What New Research Is Revealing
Recent studies suggest that the outbreak cannot be attributed to a single misstep, such as steroid use alone. Instead, it reflects a systemic vulnerability created by overlapping risks: viral infection, metabolic disease, immune suppression, environmental exposure, and healthcare disruption.
Some researchers are also exploring whether COVID-19 itself alters immune pathways in ways that specifically increase susceptibility to invasive fungal infections, although this remains an area of active investigation.
The outbreak has prompted renewed interest in fungal disease research, an area historically underfunded compared to bacterial and viral infections.

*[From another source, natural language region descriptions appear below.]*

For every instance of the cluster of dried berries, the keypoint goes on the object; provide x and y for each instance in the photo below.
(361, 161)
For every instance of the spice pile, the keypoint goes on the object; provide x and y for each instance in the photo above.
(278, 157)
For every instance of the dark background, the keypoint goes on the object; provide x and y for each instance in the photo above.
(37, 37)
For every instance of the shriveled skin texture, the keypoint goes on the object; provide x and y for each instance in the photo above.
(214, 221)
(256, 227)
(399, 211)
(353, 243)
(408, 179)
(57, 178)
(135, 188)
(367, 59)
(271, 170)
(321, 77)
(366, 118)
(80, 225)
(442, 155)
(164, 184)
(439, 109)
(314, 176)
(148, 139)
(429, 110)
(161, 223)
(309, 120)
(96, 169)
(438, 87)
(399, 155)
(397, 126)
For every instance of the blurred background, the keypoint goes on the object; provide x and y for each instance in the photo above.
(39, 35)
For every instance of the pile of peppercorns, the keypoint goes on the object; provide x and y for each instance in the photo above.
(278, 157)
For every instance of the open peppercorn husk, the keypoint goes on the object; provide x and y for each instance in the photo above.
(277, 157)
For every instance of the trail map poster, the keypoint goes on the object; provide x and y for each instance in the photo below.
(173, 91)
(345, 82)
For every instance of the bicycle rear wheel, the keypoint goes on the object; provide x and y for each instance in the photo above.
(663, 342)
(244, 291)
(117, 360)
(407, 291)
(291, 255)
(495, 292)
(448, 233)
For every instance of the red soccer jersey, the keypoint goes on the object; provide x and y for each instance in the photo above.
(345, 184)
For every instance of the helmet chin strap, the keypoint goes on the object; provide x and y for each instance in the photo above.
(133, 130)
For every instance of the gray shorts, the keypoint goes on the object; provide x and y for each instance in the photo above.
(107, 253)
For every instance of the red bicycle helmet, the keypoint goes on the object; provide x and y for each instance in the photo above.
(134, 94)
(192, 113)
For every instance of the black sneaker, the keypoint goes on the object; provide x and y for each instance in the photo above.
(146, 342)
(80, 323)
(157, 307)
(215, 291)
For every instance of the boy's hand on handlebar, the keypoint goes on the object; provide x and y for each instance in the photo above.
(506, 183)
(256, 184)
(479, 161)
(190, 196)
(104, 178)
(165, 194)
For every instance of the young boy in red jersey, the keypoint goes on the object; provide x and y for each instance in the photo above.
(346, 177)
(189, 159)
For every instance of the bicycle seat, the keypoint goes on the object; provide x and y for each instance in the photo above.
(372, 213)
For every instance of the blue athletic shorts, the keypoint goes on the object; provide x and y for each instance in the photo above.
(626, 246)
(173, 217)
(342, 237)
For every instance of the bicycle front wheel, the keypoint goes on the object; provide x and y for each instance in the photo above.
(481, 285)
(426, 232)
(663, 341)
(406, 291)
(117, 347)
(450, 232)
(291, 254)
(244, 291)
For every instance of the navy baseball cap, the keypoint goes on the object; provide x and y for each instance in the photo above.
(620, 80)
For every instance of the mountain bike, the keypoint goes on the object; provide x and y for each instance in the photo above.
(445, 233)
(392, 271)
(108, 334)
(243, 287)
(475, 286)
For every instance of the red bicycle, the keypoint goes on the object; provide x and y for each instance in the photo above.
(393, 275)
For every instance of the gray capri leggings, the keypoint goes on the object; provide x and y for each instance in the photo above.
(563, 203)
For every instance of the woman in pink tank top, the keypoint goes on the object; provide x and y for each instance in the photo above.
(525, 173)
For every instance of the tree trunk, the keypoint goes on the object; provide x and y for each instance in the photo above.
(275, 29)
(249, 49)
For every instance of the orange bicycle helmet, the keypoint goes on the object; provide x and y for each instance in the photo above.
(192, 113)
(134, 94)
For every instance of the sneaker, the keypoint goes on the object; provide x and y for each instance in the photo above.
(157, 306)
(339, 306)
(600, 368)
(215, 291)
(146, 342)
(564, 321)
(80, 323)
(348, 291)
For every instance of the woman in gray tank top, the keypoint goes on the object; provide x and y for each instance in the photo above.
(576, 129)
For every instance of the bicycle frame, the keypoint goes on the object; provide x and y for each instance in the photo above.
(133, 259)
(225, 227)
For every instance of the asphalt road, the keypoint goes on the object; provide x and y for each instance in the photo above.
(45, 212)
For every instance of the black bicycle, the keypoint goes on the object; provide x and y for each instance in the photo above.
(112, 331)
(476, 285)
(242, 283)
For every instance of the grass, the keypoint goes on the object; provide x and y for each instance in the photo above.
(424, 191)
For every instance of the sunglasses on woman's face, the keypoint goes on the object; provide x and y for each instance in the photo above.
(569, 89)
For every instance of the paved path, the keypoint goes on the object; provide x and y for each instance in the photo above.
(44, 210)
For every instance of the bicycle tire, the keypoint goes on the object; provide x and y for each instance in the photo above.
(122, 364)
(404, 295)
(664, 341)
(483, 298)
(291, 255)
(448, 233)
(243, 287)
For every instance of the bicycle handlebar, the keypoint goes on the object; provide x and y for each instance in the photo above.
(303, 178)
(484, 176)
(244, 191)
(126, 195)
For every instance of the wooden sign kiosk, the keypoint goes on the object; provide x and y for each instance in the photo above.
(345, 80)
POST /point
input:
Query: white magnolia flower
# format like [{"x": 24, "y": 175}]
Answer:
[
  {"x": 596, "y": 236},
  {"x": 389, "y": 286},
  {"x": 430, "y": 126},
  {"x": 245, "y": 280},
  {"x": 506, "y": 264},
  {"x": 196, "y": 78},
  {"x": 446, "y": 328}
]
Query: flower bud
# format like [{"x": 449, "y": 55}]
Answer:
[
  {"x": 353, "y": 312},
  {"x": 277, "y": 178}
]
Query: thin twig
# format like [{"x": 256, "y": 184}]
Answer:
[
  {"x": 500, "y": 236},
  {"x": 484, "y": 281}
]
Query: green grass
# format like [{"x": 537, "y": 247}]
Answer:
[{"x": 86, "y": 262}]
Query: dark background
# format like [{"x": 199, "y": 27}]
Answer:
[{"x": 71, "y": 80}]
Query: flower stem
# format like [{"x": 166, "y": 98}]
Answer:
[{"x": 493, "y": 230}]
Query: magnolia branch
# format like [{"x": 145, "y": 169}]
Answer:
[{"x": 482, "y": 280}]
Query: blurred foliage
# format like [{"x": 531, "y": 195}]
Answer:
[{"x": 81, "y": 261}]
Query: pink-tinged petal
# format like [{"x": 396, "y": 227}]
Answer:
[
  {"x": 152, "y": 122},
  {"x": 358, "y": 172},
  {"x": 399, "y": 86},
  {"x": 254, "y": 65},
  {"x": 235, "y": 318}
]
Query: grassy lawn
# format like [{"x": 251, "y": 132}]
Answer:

Clinical Impact and Outcomes
Mucormycosis is notoriously difficult to treat. Management typically involves a combination of antifungal medication and surgical removal of infected tissue. In some cases, patients required removal of an eye or portions of facial bone to stop the infection from spreading.
Mortality rates during the outbreak were high, particularly among patients with delayed diagnosis or severe underlying conditions. The scale of suffering underscored how devastating fungal infections can be when conditions align in their favor.
Lessons for Future Health Emergencies
Experts say the outbreak offers critical lessons for managing future pandemics and large-scale health emergencies.
First, it highlights the need for careful use of immunosuppressive treatments, especially in populations with high rates of chronic disease.
Second, it demonstrates the importance of maintaining surveillance for opportunistic infections during health crises, rather than focusing solely on the primary pathogen.
Third, it underscores the need for stronger integration between infectious disease management and chronic disease care, particularly diabetes control.
A Broader Wake-Up Call on Fungal Diseases
The black fungus outbreak in India has reshaped how many researchers view fungal pathogens. Long considered rare or secondary threats, fungi are now recognized as capable of causing large-scale crises under the right conditions.
Climate change, expanding populations of immunocompromised individuals, and increasing use of immune-modulating therapies may all contribute to rising fungal disease risks globally.
Public health experts argue that fungal infections deserve greater attention in pandemic preparedness planning.
Conclusion
The deadly surge of mucormycosis in India during the COVID-19 pandemic was not an isolated anomaly, but the result of multiple interacting vulnerabilities. New research reinforces that fungal diseases can rapidly emerge when medical, environmental, and systemic pressures converge.
Understanding these dynamics is essential to preventing similar outbreaks in the future. The episode stands as a reminder that managing pandemics requires attention not only to the primary virus, but also to the opportunistic threats that can follow in its wake.